Some decision makers may also have concerns about assessing charges in patients with differential follow-up. Earlier work evaluating cost data in patients with differential follow-up utilized survival analysis techniques to evaluate differences in costs. It has been shown that differential follow-up times are correlated with the mean costs incurred by patients, which would bias the results of the analysis.12 However, in our analysis, follow-up was equivalent in both groups because patients were matched for follow-up duration. Furthermore, we did not use survival analysis techniques, but rather divided the total costs incurred by the patient during the study period by the number of months in the follow-up period for that specific patient, to calculate an average cost per month. This method provides the most realistic cost data for healthcare decision makers, because all patients meeting inclusion criteria are included in the analysis regardless of follow-up time. In more traditional analyses, patients not meeting certain follow-up times are excluded; thus, their costs are not captured. Excluding patients in this manner ignores costs that are actually incurred by the healthcare plan, which may lead to serious type- 1 or type-2 errors.

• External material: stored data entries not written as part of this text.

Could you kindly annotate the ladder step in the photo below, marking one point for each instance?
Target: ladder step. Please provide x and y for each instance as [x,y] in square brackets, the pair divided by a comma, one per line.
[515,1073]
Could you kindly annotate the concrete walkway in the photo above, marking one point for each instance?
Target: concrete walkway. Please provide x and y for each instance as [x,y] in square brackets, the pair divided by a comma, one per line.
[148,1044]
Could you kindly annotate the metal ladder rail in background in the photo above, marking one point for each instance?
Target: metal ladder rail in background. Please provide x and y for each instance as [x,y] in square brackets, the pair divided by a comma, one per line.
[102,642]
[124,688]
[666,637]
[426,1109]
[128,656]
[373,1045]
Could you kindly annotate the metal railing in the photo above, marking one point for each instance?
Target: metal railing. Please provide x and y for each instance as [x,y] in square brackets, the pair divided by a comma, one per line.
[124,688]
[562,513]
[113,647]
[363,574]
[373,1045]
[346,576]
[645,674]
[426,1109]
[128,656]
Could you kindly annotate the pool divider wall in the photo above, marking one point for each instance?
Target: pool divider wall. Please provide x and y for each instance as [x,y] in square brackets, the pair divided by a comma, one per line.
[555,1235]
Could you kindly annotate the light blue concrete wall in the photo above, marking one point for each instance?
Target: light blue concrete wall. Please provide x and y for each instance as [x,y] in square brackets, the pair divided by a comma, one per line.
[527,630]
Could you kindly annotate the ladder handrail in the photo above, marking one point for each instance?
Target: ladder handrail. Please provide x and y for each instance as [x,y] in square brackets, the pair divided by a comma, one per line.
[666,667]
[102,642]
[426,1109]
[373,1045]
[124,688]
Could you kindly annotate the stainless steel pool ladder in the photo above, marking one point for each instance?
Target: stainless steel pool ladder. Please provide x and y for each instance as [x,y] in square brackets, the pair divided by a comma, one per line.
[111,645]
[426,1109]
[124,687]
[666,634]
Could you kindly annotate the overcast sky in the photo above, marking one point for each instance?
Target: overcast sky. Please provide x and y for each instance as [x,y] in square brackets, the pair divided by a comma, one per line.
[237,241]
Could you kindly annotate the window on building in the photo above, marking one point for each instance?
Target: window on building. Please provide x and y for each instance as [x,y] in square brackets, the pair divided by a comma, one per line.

Even with the stated limitations, this study suggests that the use of dutasteride may provide some economic benefit for managed care plans. These potential differences between the two 5ARIs warrant validation using additional data sources. Future research should continue to assess clinical and economic differences between dutasteride and finasteride in various patient settings, while exploring the relationship between the timing of 5ARI initiation and treatment outcomes.
Patients treated with dutasteride incurred $20.50 less per month in medical resource costs than patients treated with finasteride. Healthcare plans should consider the incremental differences in medical costs along with differences in pharmaceutical expenditures.